He sighed again and started conciliatory, "When I was a kid we lived in this neighborhood. My mom was a hard working woman who cared for us and minded her own business and I loved her with my very soul, still do. She's an adorable grandmother to my kids now. One day I was playing with this kid who lived in the neighborhood and we had gone to the grocery store, looking around for some sweets and toys you know. Then these ladies walk into the store and they were talking. They didn't see us because we were on the other side and we were little so, you know. We were short at eight years old and they didn't pay no mind to us anyways even if they would have seen us. They were talking about my mom. Nasty things they were saying they pierced right through the heart as I heard them. I just stood here frozen in place not sure what to do. The words had hurt me so much as if they had been talking about me. And in a sense they were talking about me. What would hurt my mom would automatically hurt me too and vise vesa. So these ladies exited the store and I just froze there. My friend nudged me and we walked out after them. I remember feeling the air being too little for me to breathe right. Then my friend was like, 'come on Lou lets go tell you mom'. Man, I tell you I had him on the floor before he could take a step towards the direction of my house. I was eight. And I could not, would not let anyone repeat those words I just heard to my mother. Let alone say them myself to her. I threatened the kid to never repeat those words to anyone then I went home. I went and gave my mom a hug and looking at her I could never think to wipe that smile off her face with such words. I'll let those words hurt me and protected her from ever knowing that such vile things were ever said of her. I was only eight. And I knew enough to protect the person I loved. To this day, my mom will never hear those words." Lou said, looking at McGarrett. "That's our first instinct isn't it? To protect the ones we love?"

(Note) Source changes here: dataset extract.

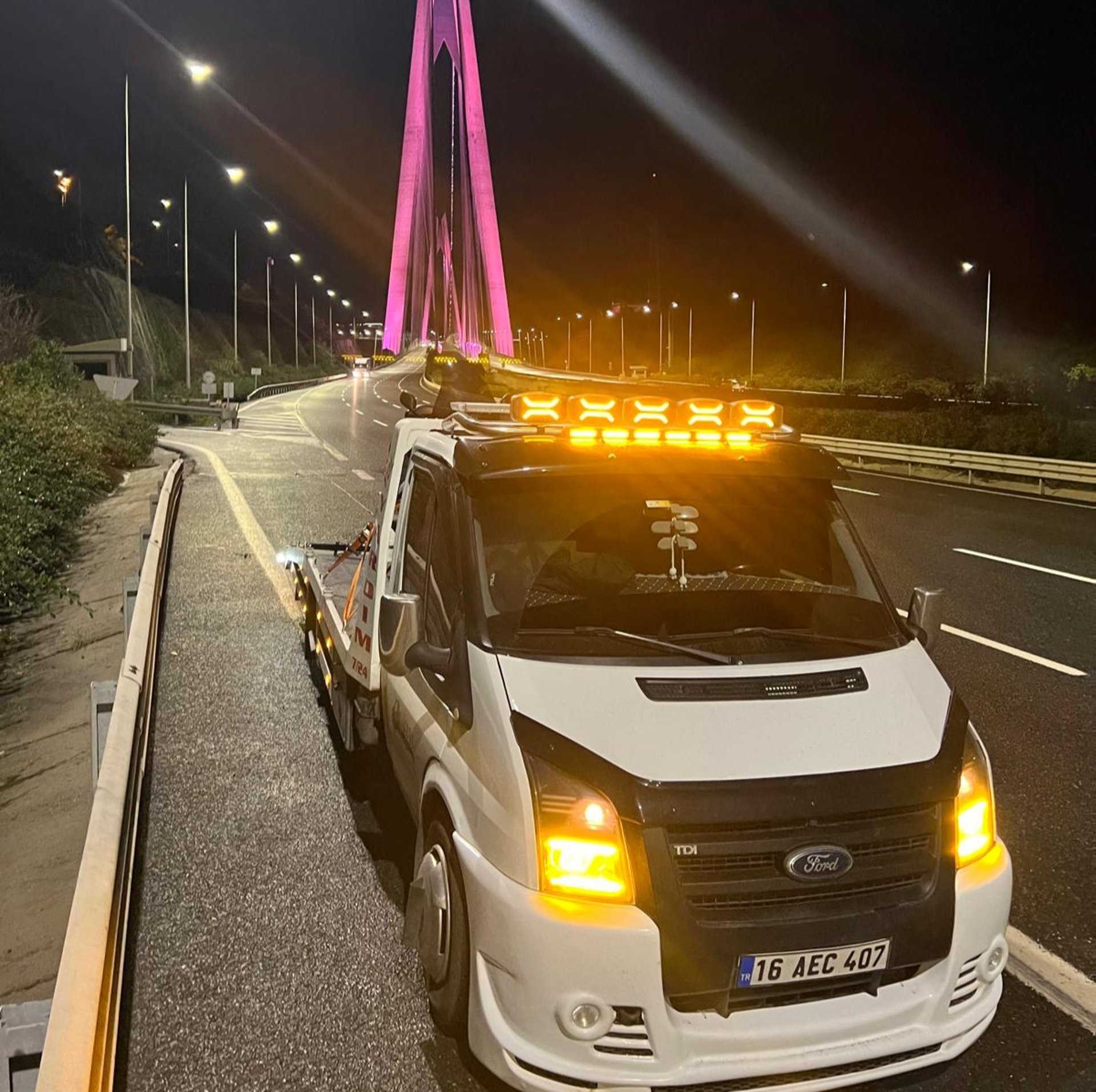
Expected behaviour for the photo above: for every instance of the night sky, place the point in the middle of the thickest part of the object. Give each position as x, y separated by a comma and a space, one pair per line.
954, 131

McGarretet could not deny it. That's how he'd felt just now when Lou had come to him with that Grace story. He remained silent.
"My friend wanted to run and tell my mother because he thought she should know. He thought it was important that she knew. But he didn't love her like I did. He didn't hurt hearing those words like I...her son did. So he wouldn't know how much it would hurt my mother to hear those words. And if he did, he didn't care. But I did, because I loved her and knew her and I was glad that I was the one to hear those words because that day, I was her shield. I shielded her from those bullets."

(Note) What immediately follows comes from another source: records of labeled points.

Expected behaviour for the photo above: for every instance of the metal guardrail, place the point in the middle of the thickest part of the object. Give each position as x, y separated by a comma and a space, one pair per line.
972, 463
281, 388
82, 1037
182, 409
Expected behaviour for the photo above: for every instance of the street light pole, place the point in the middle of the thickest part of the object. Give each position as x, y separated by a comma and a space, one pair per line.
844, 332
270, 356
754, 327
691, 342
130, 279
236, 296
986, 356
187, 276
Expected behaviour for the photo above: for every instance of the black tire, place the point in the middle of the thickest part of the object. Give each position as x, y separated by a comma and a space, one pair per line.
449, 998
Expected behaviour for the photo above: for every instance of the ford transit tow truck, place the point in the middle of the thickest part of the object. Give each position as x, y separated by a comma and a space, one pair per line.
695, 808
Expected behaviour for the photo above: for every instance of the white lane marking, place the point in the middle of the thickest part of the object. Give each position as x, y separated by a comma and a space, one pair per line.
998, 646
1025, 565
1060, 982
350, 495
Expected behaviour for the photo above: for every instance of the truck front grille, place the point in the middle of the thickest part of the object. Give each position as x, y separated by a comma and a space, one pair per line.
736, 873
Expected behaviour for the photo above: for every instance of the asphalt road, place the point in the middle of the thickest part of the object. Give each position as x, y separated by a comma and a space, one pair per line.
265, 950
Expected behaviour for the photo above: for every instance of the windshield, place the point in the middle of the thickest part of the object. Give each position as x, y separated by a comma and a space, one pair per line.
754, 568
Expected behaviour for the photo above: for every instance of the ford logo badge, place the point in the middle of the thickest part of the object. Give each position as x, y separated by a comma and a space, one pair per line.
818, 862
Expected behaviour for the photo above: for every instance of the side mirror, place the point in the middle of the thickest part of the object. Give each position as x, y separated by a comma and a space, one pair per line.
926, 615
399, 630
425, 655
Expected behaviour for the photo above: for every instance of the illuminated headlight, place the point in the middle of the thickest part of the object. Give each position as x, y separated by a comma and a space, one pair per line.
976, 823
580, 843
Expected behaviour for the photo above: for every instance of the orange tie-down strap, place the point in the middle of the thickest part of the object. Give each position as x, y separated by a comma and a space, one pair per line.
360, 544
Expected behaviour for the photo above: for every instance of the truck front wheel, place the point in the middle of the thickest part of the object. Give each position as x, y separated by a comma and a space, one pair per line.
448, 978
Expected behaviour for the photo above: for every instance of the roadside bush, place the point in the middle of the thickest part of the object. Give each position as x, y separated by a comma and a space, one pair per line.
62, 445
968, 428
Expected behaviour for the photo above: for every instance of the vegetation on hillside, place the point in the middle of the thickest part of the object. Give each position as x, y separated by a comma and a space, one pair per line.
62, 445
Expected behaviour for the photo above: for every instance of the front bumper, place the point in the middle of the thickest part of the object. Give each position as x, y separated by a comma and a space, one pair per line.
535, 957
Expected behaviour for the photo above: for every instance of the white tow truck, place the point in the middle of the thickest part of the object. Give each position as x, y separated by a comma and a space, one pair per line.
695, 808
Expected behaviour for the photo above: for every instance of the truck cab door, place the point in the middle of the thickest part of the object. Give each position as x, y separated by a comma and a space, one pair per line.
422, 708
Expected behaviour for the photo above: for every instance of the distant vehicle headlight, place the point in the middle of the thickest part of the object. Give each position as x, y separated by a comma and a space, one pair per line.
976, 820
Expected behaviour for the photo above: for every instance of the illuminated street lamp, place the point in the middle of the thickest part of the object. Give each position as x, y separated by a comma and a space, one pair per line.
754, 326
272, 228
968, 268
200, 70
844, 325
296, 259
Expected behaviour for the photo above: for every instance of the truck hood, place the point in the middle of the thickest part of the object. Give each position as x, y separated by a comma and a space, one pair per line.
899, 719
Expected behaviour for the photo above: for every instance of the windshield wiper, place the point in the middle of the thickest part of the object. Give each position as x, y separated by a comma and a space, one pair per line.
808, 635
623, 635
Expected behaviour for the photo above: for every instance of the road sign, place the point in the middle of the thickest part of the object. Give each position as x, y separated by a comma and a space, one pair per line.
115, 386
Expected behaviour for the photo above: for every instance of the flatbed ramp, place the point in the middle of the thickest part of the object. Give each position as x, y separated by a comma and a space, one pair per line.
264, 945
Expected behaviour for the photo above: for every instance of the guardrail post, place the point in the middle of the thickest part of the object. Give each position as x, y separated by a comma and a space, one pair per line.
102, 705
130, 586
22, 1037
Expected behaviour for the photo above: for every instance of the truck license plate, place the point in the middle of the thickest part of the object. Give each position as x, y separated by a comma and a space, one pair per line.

"That's different." Steve said stubbornly
"Is it? Now I know that keeping something like that, like yours is a little...but how easy is it to say out. How easy is it for you to tell Danny what I just told you to tell him? I mean, unless if you don't love him that much."
Steve had no come back.
"What happens to you happens to him. You two are closer than most brothers I know and I know what I said about Grace has hurt you very bad. Now if it could hurt you like that how easy is it for you to pass on that hurt to Danny? Would you tell him so easily?"
Steve snorted, "Lou you gotta stop using that Grace reference if it's not true because..."
"I know, it's not true and I am sorry for using it but it's not impossible. Now if it were you in that position would you tell him? If it were true would you so easily...?
Steve thought about it. "At the risk of catching one in the jaw again eventually I would have to."
"Well now stop acting all self righteous as if you would act differently in the same situation. It is hardest to say things like that to the ones we love the most because of out inherent need to protect. That's the thing with family. Their first instinct is to protect. And you can't fault them for that." Lou said as he took a step to leave the house, he had done his job judging by the look on McGarrett's face. He just prayed that pride wouldn't get in the way of him making this right. He turned as he reached the door.
"Just make sure you don't lose the one person who would go to hell and back for you Steve. Because though we all love you man, you can totally live without us. But there're just some people you can't just move on without. You gotta be smart about this man. And please don't tell Danny what i just said about Grace and Rachel or I might find myself in an early grave. I don't wanna die yet." Lou said and walked out. Leaving Steve standing in his living room feeling defenseless.
...
He could not hide behind his anger now because now he knew that Danny had not been wrong. He couldn't have told him. And he had blamed him for what? For not telling him that he had seen a document with his DNA results stating that Joe White was his biological father? So what if he had told him at once then what? Would he have felt better about it? Would it have changed anything? Or did he just want someone to vent at and Danny happened to be the closest person who could feel the punch. The one person who would help him deal with this when he didn't want to deal. When he didn't want to acknowledge the facts. He had used Danny, creating an anger for him so he could block out the threatening emotional turmoil that was coming his way. He had blocked it all out. Avoided it and put up a fortress against anyone who could potentially threaten his fragile peace.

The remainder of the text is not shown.